We all of us use the acronym MSM, Main Stream Media, to refer to the shite we are subjected to. I want to introduce a new term to the lexicon. CRAP media. Corporatocratic Rapacious “something” Propaganda/Propagandising media. I am struggling with the “something.” All help apreciated. Perhaps “Armed?” Corporatocratic Rapacious Armed Propaganda. We could have shit/shite/shitty/ media but I really think we need the essence of corporatocratic instilled.
Help please.
Ar*elickin might fit ?
I see that Russia has now invaded Ukraine.
Time to support the defenders of their own country and utterly condemn Russian expansionism and empire building.

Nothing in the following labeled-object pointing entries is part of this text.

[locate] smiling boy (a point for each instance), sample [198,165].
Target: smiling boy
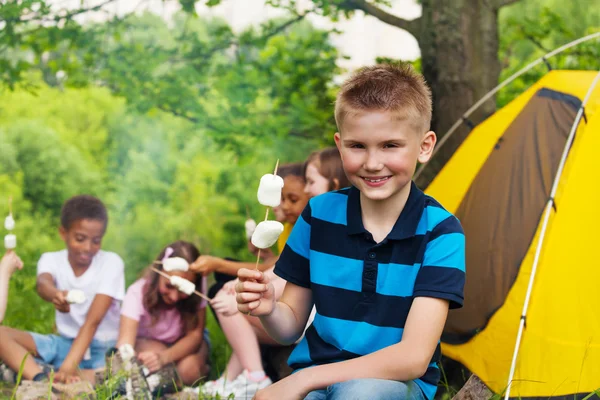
[85,330]
[381,261]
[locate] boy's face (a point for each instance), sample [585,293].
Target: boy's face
[293,198]
[83,240]
[380,153]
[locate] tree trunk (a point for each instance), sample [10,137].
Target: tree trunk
[459,50]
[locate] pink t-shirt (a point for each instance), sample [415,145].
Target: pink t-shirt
[168,326]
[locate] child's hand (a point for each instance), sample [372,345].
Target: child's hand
[205,265]
[64,375]
[151,360]
[60,301]
[224,303]
[255,293]
[10,262]
[229,287]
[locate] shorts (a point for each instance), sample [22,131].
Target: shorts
[53,349]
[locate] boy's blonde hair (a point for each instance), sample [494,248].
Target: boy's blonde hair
[398,89]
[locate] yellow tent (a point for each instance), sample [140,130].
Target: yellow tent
[498,183]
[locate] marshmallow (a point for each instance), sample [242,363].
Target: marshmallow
[176,264]
[9,223]
[10,241]
[250,226]
[269,190]
[76,296]
[266,234]
[182,284]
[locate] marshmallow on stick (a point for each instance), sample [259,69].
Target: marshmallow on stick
[10,240]
[269,195]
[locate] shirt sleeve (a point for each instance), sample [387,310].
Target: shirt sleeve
[46,265]
[293,264]
[113,278]
[442,273]
[133,306]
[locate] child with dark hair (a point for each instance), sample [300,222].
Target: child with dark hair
[324,172]
[85,284]
[165,325]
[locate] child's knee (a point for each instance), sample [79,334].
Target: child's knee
[375,389]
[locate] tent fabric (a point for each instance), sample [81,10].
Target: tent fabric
[498,216]
[560,351]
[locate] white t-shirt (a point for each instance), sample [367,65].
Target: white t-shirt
[104,276]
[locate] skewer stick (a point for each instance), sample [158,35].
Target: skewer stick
[169,277]
[266,218]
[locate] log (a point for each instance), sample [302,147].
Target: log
[31,390]
[474,389]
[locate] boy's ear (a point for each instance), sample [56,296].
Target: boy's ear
[427,146]
[336,184]
[63,233]
[338,141]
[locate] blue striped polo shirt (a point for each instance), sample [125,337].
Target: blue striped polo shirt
[363,290]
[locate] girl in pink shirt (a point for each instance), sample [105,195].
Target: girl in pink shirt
[165,325]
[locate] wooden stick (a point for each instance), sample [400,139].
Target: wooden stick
[169,277]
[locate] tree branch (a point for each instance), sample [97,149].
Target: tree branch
[498,4]
[412,26]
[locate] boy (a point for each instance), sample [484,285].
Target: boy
[381,261]
[86,330]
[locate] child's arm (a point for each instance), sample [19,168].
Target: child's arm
[284,320]
[96,313]
[407,360]
[48,291]
[206,264]
[189,344]
[8,265]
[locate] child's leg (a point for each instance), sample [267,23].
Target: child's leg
[14,346]
[193,367]
[243,341]
[380,389]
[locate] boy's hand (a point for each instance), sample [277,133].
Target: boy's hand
[10,263]
[64,375]
[224,303]
[60,301]
[255,293]
[151,360]
[205,265]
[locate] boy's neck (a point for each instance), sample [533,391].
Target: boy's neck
[379,217]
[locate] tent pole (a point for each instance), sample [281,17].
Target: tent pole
[538,250]
[500,86]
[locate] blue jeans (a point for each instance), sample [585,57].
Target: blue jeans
[53,349]
[367,389]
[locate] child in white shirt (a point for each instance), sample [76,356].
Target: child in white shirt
[87,326]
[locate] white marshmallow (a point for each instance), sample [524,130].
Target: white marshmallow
[269,190]
[250,226]
[182,284]
[176,264]
[9,223]
[10,241]
[127,352]
[266,234]
[76,296]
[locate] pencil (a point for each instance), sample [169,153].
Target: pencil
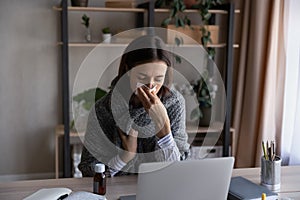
[264,150]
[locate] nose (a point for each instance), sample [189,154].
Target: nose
[151,84]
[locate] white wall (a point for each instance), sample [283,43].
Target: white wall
[30,80]
[29,90]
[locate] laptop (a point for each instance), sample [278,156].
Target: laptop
[191,179]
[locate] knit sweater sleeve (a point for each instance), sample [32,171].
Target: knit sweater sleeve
[98,147]
[174,146]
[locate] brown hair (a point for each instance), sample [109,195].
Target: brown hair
[146,49]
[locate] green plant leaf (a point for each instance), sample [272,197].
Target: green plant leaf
[196,114]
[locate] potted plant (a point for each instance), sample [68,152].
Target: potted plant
[82,104]
[180,19]
[205,91]
[86,23]
[106,35]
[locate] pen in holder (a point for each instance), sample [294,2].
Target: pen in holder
[270,173]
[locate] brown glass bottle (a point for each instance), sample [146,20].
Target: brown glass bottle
[99,179]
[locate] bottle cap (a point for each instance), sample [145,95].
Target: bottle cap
[99,168]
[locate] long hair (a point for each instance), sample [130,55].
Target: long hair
[146,49]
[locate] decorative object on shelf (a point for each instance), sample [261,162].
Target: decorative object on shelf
[180,19]
[203,7]
[106,35]
[79,3]
[121,3]
[205,91]
[193,31]
[86,23]
[82,104]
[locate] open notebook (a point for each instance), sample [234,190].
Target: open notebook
[63,193]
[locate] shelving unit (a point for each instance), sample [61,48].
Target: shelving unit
[149,10]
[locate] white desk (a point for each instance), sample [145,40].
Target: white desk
[117,186]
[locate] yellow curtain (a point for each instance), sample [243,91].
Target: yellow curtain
[259,86]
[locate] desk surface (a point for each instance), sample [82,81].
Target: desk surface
[116,186]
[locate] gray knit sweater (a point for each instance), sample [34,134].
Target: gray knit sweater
[102,140]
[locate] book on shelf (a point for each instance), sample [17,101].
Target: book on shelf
[63,193]
[242,188]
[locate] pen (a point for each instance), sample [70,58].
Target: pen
[273,150]
[63,197]
[264,150]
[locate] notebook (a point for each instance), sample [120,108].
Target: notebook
[192,179]
[242,188]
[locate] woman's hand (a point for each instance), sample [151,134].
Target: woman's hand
[129,143]
[156,110]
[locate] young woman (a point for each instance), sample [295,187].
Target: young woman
[142,118]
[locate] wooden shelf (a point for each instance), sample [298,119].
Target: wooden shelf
[215,127]
[165,10]
[157,10]
[101,9]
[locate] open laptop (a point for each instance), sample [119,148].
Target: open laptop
[192,179]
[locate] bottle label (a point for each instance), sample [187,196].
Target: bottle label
[96,187]
[99,187]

I expect this is off topic.
A light reading of the submission reveals that the crown’s case is shot through with inconsistencies and a frightening lack of intellectual rigour. They really have got themselves into a pickle. It reveals the poverty of thought and insight inherent in the crown’s case. That is seriously alarming because it means that the organisation that has the pick of legally trained people in Scotland cannot muster arguments which are consistent and logical, to advance their case. They have been able to hide behind the failure of accountability in our ‘modern’ democracy. It is a really deep problem and I am grateful for your fortitude in standing up to what amounts to political, judicial and legal abuse. Mind you we will have to see what the counter arguments reveal. Will the crown attack this with intellectual rigour and incisive observation, or will they just hoist up their robes of office and twirl their wigs in indignant fury, and retire into their dependency on their fictitious gravity and institutional support. Interesting times indeed. I await developments, partly with relish and partly with trepidation.